Voilà un bien intrigant opus que ce The Drama de Kristoffer Borgli, réalisateur jusque-là inconnu au bataillon du côté de mes armées.
Sur le papier, je m’attendais à un film plaisant mais sans grande innovation : rom-com du studio A24, casting de A-stars, de quoi passer un bon moment un après-midi au Méliès sans y trouver perle d’inventivité ou trouvaille cinématographique. Le film démarre sur ce qu’il semblait promettre : rencontre romantique assez réchauffée, photographie lisse typique du studio, les fameux acteurs attendus. Ce n’est pas déplaisant, mais un peu mollasson. Pattinson, Zendaya et Alana Haim sont évidemment très précis dans leur jeu, et on se demande pendant un temps si on regarde le genre de film qui ne vaut que pour son casting et n’aurait eu aucun intérêt avec d’autres acteurs. Mais on se demande aussi pourquoi ces acteurs auraient accepté ce projet si ce n’est pour le chèque uniquement. Car le script ne décolle pas. Et là, soudain, la rupture.

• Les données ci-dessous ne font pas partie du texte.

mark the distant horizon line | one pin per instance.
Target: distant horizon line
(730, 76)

Une scène en particulier, conversation à 4 personnages. En rapport à ce qui précédait, on entame le visionnage de la séquence en se disant que le film n’a décidément rien à dire et qu’il touche un peu le fond. Mais un habile exercice d’écriture fait la liaison avec la suite du long et son visage masqué, qui contient en fait toute sa richesse : on passe d’une rom-com placide à un drame psychologique (voire thriller d’horreur psychologique !) en l’espace de quelques minutes, grâce à un twist précis. La suite du film sera entièrement construite sur cette révélation. Se met en place une dynamique de tension entre les personnages et d’ambiguïté sur leur caractérisation qui donne un fort (et bienvenu) dynamisme au récit. Le reste s’écrit presque tout seul. Le réalisateur avance les pions de son histoire pour arriver à un captivant climax d’effondrement. C’est au cours de celui-ci qu’on observe d’ailleurs toute la force du script au global. La scène finale se positionne en beau point d’orgue de la déconstruction psychologique du personnage de Robert Pattinson en rapport au twist central.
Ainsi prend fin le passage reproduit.